Sizin yüreğinizdeki ateşi ben biliyorum ben.Öyle sağdan soldan topladığın oyuncularla oynanan futbol, kazandığın yalancı, anlık başarılarla o ateş sönmeyecek.(ateş sönmesin de zaten, bir hararet var ya onu diyorum ben, anladın sen beni).Bu ateş o sahada temsil görmedikçe asla amacımıza ulaşmış olmayacağız, kendimizi ifade edemeyeceğiz.Evet 10 sene önce Almanların yaptığı devrimi yapma zamanı geldi.Gönül ister ki, onların yaptığı gibi ülke çapında bu devrim kabul görsün.Ama bu pek mümkün gözükmüyor.Çünkü insanların yüzde doksanı sistemin takımlarını tutmakta.Bu sistemin kademeli olarak değiştirdiği bu insanlar için kazanmak yeterli artık.Oynanan futbol, yapılan işin kalitesi umurlarında değil.Güç manyağı olmuş durumdalar ve doymuyorlar.Ama maç kazandıkça, kupa kazandıkça tatminsizlikleri, öfkeleri de artıyor.Daha çok istiyorlar.Çünkü kazandıkları gerçek değil.İçten içten biliyorlar da kendilerine itiraf edemiyorlar.Avrupa maçlarında bir aydınlanma geliyor gibi oluyor ama Akhisarsporu yenince yine eski haline dönüyorlar.

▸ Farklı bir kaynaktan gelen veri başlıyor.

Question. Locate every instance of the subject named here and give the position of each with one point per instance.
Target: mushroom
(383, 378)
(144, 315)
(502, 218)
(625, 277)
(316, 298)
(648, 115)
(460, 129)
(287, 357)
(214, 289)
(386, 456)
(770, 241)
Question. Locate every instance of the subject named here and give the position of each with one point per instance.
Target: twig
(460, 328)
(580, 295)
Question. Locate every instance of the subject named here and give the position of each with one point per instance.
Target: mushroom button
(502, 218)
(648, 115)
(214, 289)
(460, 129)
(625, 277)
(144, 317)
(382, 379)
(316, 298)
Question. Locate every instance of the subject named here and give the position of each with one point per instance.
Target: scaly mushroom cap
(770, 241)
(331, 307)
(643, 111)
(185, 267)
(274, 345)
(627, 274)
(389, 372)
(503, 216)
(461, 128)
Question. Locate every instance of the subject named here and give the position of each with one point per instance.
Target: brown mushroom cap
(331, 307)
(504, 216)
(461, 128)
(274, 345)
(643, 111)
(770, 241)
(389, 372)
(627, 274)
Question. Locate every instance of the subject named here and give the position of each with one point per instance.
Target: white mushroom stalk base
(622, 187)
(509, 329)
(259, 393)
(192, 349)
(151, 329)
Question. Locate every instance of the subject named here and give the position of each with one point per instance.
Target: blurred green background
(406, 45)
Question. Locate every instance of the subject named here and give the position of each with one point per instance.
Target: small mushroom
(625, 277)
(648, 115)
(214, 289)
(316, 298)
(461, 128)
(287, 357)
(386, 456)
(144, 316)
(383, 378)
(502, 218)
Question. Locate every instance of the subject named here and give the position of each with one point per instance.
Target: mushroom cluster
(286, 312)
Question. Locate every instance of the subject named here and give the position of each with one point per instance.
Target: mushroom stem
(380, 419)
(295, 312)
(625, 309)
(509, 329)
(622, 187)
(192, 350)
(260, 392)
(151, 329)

Sizi bilmem ama ben onların keyiflerini bekleyemeyeceğim artık, işe yattığım yerden başlayayım dedim.

Ben gerçek bilgiyle,emekle,aşkla büyüyen karadeniz çocuklarının o sahada bordomavi formaları giymesini istiyorum.Zamanı da geldi.Hatta alametlerini görüyoruz.Bu değerlerin kırıntısı o büyük denen takımları yenmeye yetti.(oğlum anlamadın mı lan, 1461 trabzondan, pilot takımımızdan bahsediyorum).Karadeniz uşakları yapar bu işi.Tamam lan karadenizli olmasına gerek yok, aynı duyguyu paylaşan her insanın yeri var aramızda.Onlarda gerçekleri öğrensinler ve doğdukları ait oldukları yere gerçek futbol keyfini, mutluluğu götürsünler.Amacımız bir gün herkes trabzonsporlu olacak değil.Birgün herkes mutlu olacak , futbol üzerinden konuşursak gerçek futbolun tadina varacak.Fenerbahçe nefreti bizi tanımlamayacak artık.Trabzonspor sevgisi ve oynanan iyi futbol bize yetecek.Böyle her yer kırmızı kırmızı kalplerle,oyuncak ayılarla dolacak :).Ancak o zaman takımımızla gurur duyabiliriz.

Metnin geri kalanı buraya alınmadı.